The Militant(logo) 
    Vol.62/No.19           May 18, 1998 
 
 
Rally To Protest Racist Killing In Canada  

BY STEVE PENNER AND BEVERLY BERNARDO
VANCOUVER, British Columbia - An April 27 meeting of some 200 people representing a broad range of anti-racist activists, defenders of democratic rights, and other organizations agreed to call a protest against the January 4 racist killing of Nirmal Singh Gill in Surrey, a suburb of Vancouver.

The 65- year-old caretaker of the Guru Nanak Sikh Temple was found badly beaten and bleeding in the temple's parking lot around 3:30 a.m. . He died soon after.

On April 22 Robert Kluch, 24; Radoslaw Synderek, 22; Daniel Miloszewski, 20; Nathan LeBlanc, 25; and an unnamed 17-year-old were charged with second-degree murder at the Surrey Court House. Police allege that the five suspects are members of a white supremacist skinhead group calling itself White Power, which is affiliated with other ultrarightist outfits. This contradicts the media's unsubstantiated claims that Gill's death was due to a clash among Sikhs.

Many Sikh residents at the Guru Nanak temple's senior center, where Gill lived and worked, crowded into the courtroom to hear the charges laid. Temple members are planning to attend the May 6 court hearing for the accused and are considering holding a public vigil in the parking lot where Nirmal Gill was killed. Charan Gill, president of the B.C. Intercultural Services Society, accused the police of not taking recent acts of vandalism seriously, including window-smashing at the Sikh temple where Nirmal Singh Gill worked.

The press has reported several other incidents of Surrey and Vancouver residents being attacked by racist groups.

Participants at the April 27 anti-racist meeting discussed a plan of action presented by Baljinder Sandhu, which included a protest march to Surrey city hall and a rally.

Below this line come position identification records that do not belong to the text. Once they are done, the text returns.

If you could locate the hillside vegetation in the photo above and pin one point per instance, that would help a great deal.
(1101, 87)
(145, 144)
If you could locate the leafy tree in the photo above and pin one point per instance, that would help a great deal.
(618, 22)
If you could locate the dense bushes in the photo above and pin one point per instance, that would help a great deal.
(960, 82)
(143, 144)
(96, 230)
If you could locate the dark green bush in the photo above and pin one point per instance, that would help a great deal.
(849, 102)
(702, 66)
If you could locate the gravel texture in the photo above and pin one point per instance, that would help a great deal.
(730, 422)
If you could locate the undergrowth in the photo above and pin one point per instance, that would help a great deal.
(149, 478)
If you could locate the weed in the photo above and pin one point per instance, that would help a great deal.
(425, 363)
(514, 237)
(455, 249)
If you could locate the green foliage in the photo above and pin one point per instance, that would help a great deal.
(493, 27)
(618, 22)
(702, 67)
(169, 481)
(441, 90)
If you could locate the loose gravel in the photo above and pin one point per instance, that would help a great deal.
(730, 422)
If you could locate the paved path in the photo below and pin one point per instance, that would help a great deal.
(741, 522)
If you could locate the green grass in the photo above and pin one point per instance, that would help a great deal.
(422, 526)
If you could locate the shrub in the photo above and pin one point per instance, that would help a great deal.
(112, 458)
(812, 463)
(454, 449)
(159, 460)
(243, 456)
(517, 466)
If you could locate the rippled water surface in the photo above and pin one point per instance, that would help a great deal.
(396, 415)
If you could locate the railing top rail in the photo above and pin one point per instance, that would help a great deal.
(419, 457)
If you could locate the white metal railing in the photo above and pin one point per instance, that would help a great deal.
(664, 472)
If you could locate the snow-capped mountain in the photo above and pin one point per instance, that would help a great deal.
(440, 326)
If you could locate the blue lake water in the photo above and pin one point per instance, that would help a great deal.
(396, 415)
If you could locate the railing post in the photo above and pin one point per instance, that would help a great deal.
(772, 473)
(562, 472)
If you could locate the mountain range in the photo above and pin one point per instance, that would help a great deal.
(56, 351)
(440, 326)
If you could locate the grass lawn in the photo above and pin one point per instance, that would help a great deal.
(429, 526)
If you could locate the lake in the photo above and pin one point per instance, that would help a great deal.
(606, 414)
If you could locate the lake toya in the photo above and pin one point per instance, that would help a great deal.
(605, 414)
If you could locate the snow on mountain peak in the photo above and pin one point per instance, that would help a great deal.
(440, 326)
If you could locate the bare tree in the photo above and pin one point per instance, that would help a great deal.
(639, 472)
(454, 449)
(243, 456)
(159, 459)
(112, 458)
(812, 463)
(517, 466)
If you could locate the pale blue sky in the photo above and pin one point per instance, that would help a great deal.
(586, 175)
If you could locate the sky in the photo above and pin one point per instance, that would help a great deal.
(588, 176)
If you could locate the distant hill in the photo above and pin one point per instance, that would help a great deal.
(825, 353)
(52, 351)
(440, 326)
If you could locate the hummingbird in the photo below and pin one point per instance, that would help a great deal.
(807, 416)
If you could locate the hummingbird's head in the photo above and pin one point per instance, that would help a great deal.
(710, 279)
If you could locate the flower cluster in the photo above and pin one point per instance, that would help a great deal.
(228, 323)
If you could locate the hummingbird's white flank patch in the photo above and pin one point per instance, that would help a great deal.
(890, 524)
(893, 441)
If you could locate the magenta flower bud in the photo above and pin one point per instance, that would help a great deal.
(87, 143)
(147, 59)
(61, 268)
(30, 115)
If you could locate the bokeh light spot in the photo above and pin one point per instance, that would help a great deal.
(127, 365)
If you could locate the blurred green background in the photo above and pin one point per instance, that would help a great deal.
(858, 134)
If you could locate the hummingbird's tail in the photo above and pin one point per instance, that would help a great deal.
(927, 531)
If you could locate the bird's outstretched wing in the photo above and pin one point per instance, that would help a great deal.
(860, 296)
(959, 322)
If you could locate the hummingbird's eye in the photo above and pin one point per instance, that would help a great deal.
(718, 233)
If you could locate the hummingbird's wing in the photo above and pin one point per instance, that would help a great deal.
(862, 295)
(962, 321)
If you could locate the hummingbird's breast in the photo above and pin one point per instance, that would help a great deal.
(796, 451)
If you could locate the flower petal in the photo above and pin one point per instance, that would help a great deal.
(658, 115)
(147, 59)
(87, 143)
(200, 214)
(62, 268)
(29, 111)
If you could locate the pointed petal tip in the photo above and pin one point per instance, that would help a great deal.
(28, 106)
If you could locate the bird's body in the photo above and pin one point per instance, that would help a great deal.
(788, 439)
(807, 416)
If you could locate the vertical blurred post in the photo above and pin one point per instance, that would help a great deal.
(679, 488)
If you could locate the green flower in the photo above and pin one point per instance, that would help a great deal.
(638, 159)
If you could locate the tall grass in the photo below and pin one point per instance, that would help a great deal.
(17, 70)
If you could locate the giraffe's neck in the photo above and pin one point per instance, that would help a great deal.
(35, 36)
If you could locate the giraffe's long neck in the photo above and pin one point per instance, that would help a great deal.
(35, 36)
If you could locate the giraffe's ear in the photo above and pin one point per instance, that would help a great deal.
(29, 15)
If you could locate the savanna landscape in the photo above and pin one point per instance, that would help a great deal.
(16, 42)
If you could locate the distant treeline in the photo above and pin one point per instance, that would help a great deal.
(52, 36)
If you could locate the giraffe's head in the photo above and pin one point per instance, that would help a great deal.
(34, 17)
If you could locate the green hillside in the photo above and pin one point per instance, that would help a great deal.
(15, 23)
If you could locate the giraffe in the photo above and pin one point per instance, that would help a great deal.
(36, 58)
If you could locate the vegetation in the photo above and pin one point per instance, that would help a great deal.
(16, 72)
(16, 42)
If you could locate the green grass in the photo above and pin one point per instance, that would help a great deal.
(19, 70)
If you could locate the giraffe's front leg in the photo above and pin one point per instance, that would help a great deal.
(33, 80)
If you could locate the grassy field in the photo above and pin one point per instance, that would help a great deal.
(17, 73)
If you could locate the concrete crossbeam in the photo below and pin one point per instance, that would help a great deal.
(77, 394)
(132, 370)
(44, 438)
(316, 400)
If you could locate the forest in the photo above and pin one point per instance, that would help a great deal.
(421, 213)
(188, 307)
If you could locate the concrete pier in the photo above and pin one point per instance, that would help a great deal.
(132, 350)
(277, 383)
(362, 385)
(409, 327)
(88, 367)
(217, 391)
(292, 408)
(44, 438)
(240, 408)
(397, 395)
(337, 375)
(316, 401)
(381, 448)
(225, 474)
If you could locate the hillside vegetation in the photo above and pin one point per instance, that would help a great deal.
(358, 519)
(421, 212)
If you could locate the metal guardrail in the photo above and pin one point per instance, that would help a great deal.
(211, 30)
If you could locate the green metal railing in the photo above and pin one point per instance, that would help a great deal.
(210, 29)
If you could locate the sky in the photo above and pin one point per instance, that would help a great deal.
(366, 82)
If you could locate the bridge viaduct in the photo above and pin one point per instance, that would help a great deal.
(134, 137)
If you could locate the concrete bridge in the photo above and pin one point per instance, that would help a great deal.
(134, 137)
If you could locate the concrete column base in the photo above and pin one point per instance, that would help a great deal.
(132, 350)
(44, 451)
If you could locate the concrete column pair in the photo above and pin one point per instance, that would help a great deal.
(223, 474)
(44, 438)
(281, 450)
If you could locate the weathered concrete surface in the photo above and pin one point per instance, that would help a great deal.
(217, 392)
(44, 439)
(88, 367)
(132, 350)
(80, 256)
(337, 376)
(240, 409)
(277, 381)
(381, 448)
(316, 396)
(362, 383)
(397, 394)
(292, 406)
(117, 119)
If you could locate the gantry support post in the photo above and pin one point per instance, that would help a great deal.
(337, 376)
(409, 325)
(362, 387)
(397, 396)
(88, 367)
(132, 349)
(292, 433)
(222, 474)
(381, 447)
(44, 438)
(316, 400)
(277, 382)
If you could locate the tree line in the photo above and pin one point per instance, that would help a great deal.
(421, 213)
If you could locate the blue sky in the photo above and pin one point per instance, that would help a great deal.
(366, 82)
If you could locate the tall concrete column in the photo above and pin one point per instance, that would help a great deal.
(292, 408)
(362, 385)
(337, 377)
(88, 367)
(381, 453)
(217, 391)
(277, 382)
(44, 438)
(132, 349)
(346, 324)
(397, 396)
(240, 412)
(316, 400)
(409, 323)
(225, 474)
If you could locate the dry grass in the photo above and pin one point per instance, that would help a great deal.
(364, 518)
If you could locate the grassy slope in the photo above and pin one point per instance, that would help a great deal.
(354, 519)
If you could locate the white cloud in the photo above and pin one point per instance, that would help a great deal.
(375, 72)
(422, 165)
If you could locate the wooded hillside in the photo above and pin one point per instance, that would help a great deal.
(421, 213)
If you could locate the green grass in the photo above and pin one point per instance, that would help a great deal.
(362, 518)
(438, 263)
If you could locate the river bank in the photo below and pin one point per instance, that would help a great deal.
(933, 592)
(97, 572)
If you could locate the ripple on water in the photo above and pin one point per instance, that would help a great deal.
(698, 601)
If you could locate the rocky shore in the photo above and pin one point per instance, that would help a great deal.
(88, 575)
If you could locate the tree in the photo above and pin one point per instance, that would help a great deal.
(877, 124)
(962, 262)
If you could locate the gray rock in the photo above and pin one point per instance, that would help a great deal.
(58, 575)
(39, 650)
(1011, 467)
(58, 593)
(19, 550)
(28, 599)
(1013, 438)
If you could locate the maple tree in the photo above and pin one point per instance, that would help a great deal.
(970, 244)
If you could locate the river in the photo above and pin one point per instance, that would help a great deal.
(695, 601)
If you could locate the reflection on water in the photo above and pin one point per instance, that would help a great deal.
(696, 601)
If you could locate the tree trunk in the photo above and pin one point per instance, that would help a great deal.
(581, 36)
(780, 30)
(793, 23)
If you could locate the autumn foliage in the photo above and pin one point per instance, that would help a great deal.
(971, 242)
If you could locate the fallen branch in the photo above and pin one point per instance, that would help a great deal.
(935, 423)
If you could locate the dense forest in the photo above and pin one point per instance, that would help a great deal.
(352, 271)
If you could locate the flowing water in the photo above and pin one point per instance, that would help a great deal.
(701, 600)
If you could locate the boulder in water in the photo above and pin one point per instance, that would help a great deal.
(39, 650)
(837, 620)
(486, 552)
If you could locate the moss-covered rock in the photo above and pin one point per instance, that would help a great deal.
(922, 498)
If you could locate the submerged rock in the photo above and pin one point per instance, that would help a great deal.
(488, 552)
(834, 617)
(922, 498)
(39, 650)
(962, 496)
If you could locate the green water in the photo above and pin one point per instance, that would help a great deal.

A number of those who spoke at the meeting also expressed support for the call by Surrey mayor Doug McCallum and B.C. Attorney General Ujjal Dosanjh for tougher so- called anti-hate laws, which would make possession of hate literature a crime. Dosanjh has called on the federal government in Ottawa "get off its collective rear...and give me a better law... give our police force better tools."

Mary Ellen Marus, a member of the International Association of Machinists, argued at the meeting that giving governments the power to ban ideas they consider to be racist was more of a threat to the democratic rights of all working people than a means of fighting racism.

Gov't promotes anti-Sikh campaign
For more than a decade since the bombing of an Air India plane in 1985, the Canadian government and the media have conducted a systematic campaign portraying Sikhs as terrorists. One of the most recent examples is the Dec. 23, 1997, deportation of Tejinder Pal Singh to India. About 200 Sikhs demonstrated in Vancouver against the deportation order.

Singh spent 14 years in prison after being convicted of taking part in the 1981 hijacking of an Indian Airlines jet while he was a participant in the fight to establish an independent Sikh nation in the Punjab area of India. Two weeks before the deportation order, Immigration Minister Lucienne Robillard had signed an order prohibiting Singh from seeking refugee status.

Singh's lawyers said the deportation order came despite a request from a United Nations committee on torture that wanted to look into the case.

In the two years prior to his deportation, the media reported that Singh had been living in Surrey's Khalsa School, a Sikh religious school in North Surrey. Then in mid- February on the basis of allegations that members of teh International Sikh Youth Federation had attended weekend meetings at the school, the provincial ministry of education launched a probe of the Khalsa school. Ministry official Karen Johnston said that if the school was found to have been in violation of the Independent School Act again, it could face stiff reprisals from the provincial government.

Earlier this year the federal government faced a wave of protest actions over proposed changes to the immigration laws that would require new immigrants to know either English or French prior to coming to Canada.

Fifty percent of the immigrants who came to British Columbia between 1991 and 1995 could not speak English. Most spoke Chinese languages. Under the proposed new rules, those 92,000 applicants would be rejected.

In another move to scapegoat immigrants, the new proposals include charging new immigrants for English as a Second Language (ESL) classes for children and spouses. In Vancouver ESL students make up half the school population. Under changes implemented several years ago new immigrants must now pay a $975 landing fee for each adult.

Beverly Bernardo is a member of Union of Needletrades, Industrial and Textile Employees Local 178. Steve Penner is a member of the Canadian Auto Workers union.